SEC Fines Robinhood $65M After It Cost Customers Millions of Dollars

On Thursday, Robinhood Financial LLC, the company behind the popular investment app, was charged by the Securities and Exchange Commission with misleading customers about its revenue and failing to execute customer orders on the best available terms.

According to an SEC press release, Robinhood’s practices are responsible for customers losing tens of millions of dollars. Robinhood has already agreed to settle and pay the SEC $65 million.

The SEC found that Robinhood made “misleading statements and omissions in customer communications” about its revenue and how it made money, specifically surrounding how trading firms paid Robinhood to send customer orders for execution. The payment for order flow process (created by Bernie Madoff) is simple: investment firms receive payment for directing orders to “market makers,” which are high-frequency traders that ensure whenever a customer wants to buy or sell some asset, a merchant can always fill the order.

On paper, this incentivizes companies to send orders to market makers with the lowest prices. In reality, it seems to have incentivized Robinhood to send orders to market makers that offered it the best rebates for consistently sending over customer orders.

“Robinhood provided misleading information to customers about the true costs of choosing to trade with the firm,” said Stephanie Avakian, Director of the SEC’s Enforcement Division in the SEC’s statement. “Brokerage firms cannot mislead customers about order execution quality.”

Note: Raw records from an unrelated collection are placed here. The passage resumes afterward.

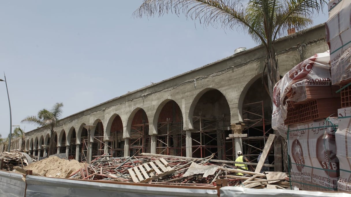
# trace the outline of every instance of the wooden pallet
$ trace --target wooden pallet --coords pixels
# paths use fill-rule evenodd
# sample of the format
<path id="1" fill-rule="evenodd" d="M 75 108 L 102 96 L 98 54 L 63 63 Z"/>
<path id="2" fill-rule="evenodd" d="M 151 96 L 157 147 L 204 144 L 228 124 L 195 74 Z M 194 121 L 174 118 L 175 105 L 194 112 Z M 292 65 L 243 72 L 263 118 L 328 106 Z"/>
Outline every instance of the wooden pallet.
<path id="1" fill-rule="evenodd" d="M 163 158 L 128 169 L 131 178 L 134 183 L 147 183 L 175 171 Z"/>

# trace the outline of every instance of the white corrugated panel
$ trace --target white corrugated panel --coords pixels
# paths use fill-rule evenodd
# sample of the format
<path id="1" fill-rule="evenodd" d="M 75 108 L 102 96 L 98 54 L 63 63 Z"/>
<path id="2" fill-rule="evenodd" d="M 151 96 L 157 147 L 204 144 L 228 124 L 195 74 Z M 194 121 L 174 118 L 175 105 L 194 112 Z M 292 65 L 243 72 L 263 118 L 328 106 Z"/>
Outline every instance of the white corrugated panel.
<path id="1" fill-rule="evenodd" d="M 274 196 L 285 197 L 351 197 L 351 193 L 338 192 L 322 192 L 309 191 L 304 190 L 293 190 L 280 189 L 254 189 L 238 187 L 223 187 L 220 189 L 221 197 L 259 197 Z"/>
<path id="2" fill-rule="evenodd" d="M 0 171 L 0 196 L 23 197 L 26 183 L 21 174 Z"/>
<path id="3" fill-rule="evenodd" d="M 217 196 L 215 189 L 141 186 L 33 176 L 27 176 L 26 181 L 27 197 Z"/>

Robinhood became popular largely due to having no commission fees, but the SEC found that “due in large part to its unusually high payment for order flow rates, Robinhood customers’ orders were executed at prices that were inferior to other brokers’ prices.”  In other words, Robinhood customers were effectively paying a premium because Robinhood chose trading firms that would provide it with higher revenues, as opposed to lower prices for its customers.

Even after the SEC took into account savings from trades not having an explicit commission fee, the regulatory agency found Robinhood had “deprived” customers of a cumulative $34.1 million.

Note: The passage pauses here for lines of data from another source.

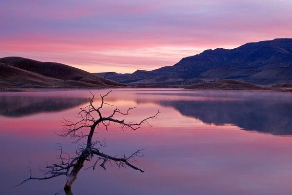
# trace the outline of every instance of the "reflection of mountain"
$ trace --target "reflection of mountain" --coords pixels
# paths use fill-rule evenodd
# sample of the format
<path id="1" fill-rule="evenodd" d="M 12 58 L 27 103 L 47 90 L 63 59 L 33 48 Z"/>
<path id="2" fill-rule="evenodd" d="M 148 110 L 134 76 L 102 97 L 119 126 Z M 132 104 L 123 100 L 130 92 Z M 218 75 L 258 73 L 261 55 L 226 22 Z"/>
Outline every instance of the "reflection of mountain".
<path id="1" fill-rule="evenodd" d="M 195 117 L 204 123 L 234 124 L 248 130 L 274 135 L 292 134 L 291 101 L 271 99 L 237 101 L 160 101 L 182 115 Z"/>
<path id="2" fill-rule="evenodd" d="M 86 101 L 85 98 L 77 98 L 0 97 L 0 115 L 20 117 L 42 112 L 59 111 Z"/>

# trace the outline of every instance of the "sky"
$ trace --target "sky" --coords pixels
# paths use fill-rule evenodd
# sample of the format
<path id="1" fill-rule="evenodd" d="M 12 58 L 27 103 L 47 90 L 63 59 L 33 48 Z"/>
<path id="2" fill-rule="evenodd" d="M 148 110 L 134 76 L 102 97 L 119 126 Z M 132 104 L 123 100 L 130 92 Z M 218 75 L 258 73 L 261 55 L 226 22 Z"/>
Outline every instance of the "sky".
<path id="1" fill-rule="evenodd" d="M 1 0 L 0 58 L 132 73 L 292 38 L 291 0 Z"/>

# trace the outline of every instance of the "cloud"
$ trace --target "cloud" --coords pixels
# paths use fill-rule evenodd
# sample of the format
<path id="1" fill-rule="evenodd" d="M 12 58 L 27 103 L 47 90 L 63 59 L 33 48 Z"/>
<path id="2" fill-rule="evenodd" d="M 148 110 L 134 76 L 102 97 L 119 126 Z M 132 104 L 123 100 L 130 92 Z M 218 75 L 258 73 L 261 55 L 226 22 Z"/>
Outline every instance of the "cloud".
<path id="1" fill-rule="evenodd" d="M 283 0 L 4 0 L 0 55 L 61 60 L 93 72 L 88 67 L 98 71 L 98 64 L 149 70 L 210 48 L 292 37 L 292 1 Z M 121 51 L 131 54 L 121 58 Z M 83 63 L 68 60 L 76 55 Z"/>

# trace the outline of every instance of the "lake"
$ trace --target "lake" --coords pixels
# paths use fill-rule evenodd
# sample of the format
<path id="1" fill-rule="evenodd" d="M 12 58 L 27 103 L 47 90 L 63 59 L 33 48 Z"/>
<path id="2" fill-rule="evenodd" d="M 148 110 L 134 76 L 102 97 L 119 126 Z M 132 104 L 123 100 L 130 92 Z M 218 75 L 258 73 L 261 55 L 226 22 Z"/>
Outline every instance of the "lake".
<path id="1" fill-rule="evenodd" d="M 94 90 L 94 103 L 109 90 Z M 65 176 L 42 176 L 46 162 L 56 163 L 58 143 L 74 152 L 80 145 L 60 137 L 63 118 L 76 120 L 88 105 L 88 90 L 0 93 L 0 195 L 65 194 Z M 119 118 L 139 121 L 161 113 L 132 131 L 102 125 L 95 140 L 102 152 L 129 155 L 146 148 L 133 163 L 145 171 L 113 164 L 82 170 L 76 195 L 290 195 L 292 191 L 292 93 L 271 91 L 116 89 L 106 101 L 127 111 Z M 103 108 L 107 116 L 115 107 Z M 82 144 L 82 142 L 79 143 Z M 94 162 L 93 162 L 94 163 Z M 92 165 L 89 162 L 85 168 Z"/>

“Robinhood failed to seek to obtain the best reasonably available terms when executing customers’ orders, causing customers to lose tens of millions of dollars,” said Joseph Sansone, Chief of the SEC Enforcement Division’s Market Abuse Unit.  “Today’s action sends a clear message that the Commission will not allow brokers to ignore their obligations to customers.”

“There are many new companies seeking to harness the power of technology to provide alternative ways for people to invest their money,” added Erin E. Schneider, Director of the SEC’s San Francisco Regional Office.  “But innovation does not negate responsibility under the federal securities laws.”

Robinhood did not immediately respond to Motherboard’s request for comment.